Rovigo Oggi

Un flauto magico per cominciare bene la stagione

CONSERVATORIO ROVIGO Mercoledì 11 gennaio alle 21 spazio al recital di Paolo Taballione, accompagnato dal piano di Francesco De Poli. Per l'occasione, una tre giorni di masterclass

Un appuntamento importante, quello organizzato dal Conservatorio Venezze di Rovigo. Non solo per quanto riguarda il concerto che sarà tenuto da uno dei migliori flautisti a livello internazionale, ma anche per una importante occasione di studio organizzata parallelamente a questo evento



Rovigo - Un appuntamento concertistico di eccezione apre l’anno 2017 del Conservatorio statale di Musica Francesco Venezze di Rovigo: il recital del flautista Paolo Taballione, con Francesco De Poli al pianoforte, che si terrà presso nel salone dei concerti di palazzo Venezze (corso del Popolo 241, Rovigo) Mercoledì 11 gennaio con inizio alle 21.

Paolo Taballione, nato nel 1981 e diplomato sia in Flauto sia in Composizione con il massimo dei voti, è uno dei più affermati flautisti a livello mondiale grazie sia al prestigioso ruolo di Primo flauto solista della Bayerische Staatsoper di Monaco di Baviera, sia all’ampio repertorio spaziante dalla musica barocca a quella contemporanea che gli permette di essere invitato quale solista in numerose rassegne concertistiche di rilievo in tutto il mondo.
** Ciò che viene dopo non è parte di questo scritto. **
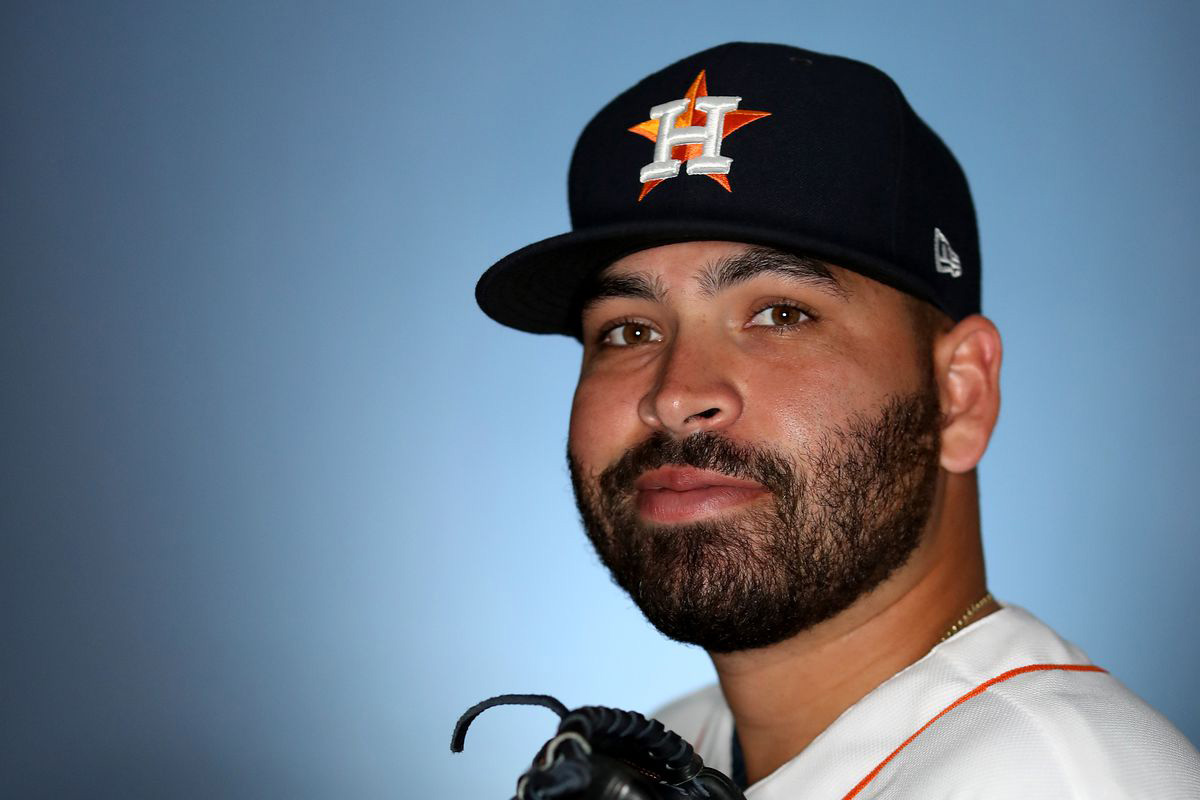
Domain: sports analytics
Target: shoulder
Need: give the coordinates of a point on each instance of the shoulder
(1051, 728)
(705, 720)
Anche nel programma proposto a Rovigo sarà possibile cogliere la ricchezza interpretativa del flauto di Taballione: dalla Sonata in mi minore BWV 1034 di Johann Sebastian Bach in cui ricchezza espressiva e abilità contrappuntistica generano uno dei primi capolavori del repertorio per flauto traverso, al virtuosismo brillante di idioma violinistico che, attraverso lo sviluppo organologico dello strumento e la formazione di affermate scuole didattiche, il flauto riesce a raggiungere tra Ottocento e Novecento - qui espresso nella Fantasia violinistica su “Il Flauto Magico” di Pablo de Sarasate, rivisitata dallo stesso Taballione, nell’Aria di Lenski di Piotr Ilic Tchaikovsky e in Tango Fantasy del danese Jacob Gade -  dalla raffinata Sonatine di Henry Dutilleux, brano scritto per gli esami del Conservatorio parigino a metà del secolo scorso a Circumambulation di Yan Maresz, un pezzo del 1993 in cui il compositore crea e richiede all’interprete effetti spaziali, cioè polifonici, nello strumento più monodico della storia quale il flauto, in una vera e propria sfida ai limiti delle leggi dell’acustica.
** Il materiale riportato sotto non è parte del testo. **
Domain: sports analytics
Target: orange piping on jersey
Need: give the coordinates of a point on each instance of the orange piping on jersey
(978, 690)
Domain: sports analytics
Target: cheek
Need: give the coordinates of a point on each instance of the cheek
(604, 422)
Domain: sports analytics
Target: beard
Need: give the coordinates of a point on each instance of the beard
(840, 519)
La presenza di Paolo Taballione a Rovigo prevede anche una masterclass di tre giorni (da lunedì 9 a mercoledì 11) alla quale hanno aderito oltre venti esecutori che saranno ascoltati e guidati dal Maestro, studenti sia del Conservatorio Venezze, sia di altre istituzioni o giovani già diplomati provenienti da varie parti d’Italia.

Sia per il concerto, sia per la masterclass, coordinata dalla docente di flauto Gabriella Melli, Paolo Taballione si avvarrà della preziosa collaborazione del pianista rodigino Francesco De Poli. L’entrata al concerto è libera e gratuita fino a esaurimento dei posti disponibili.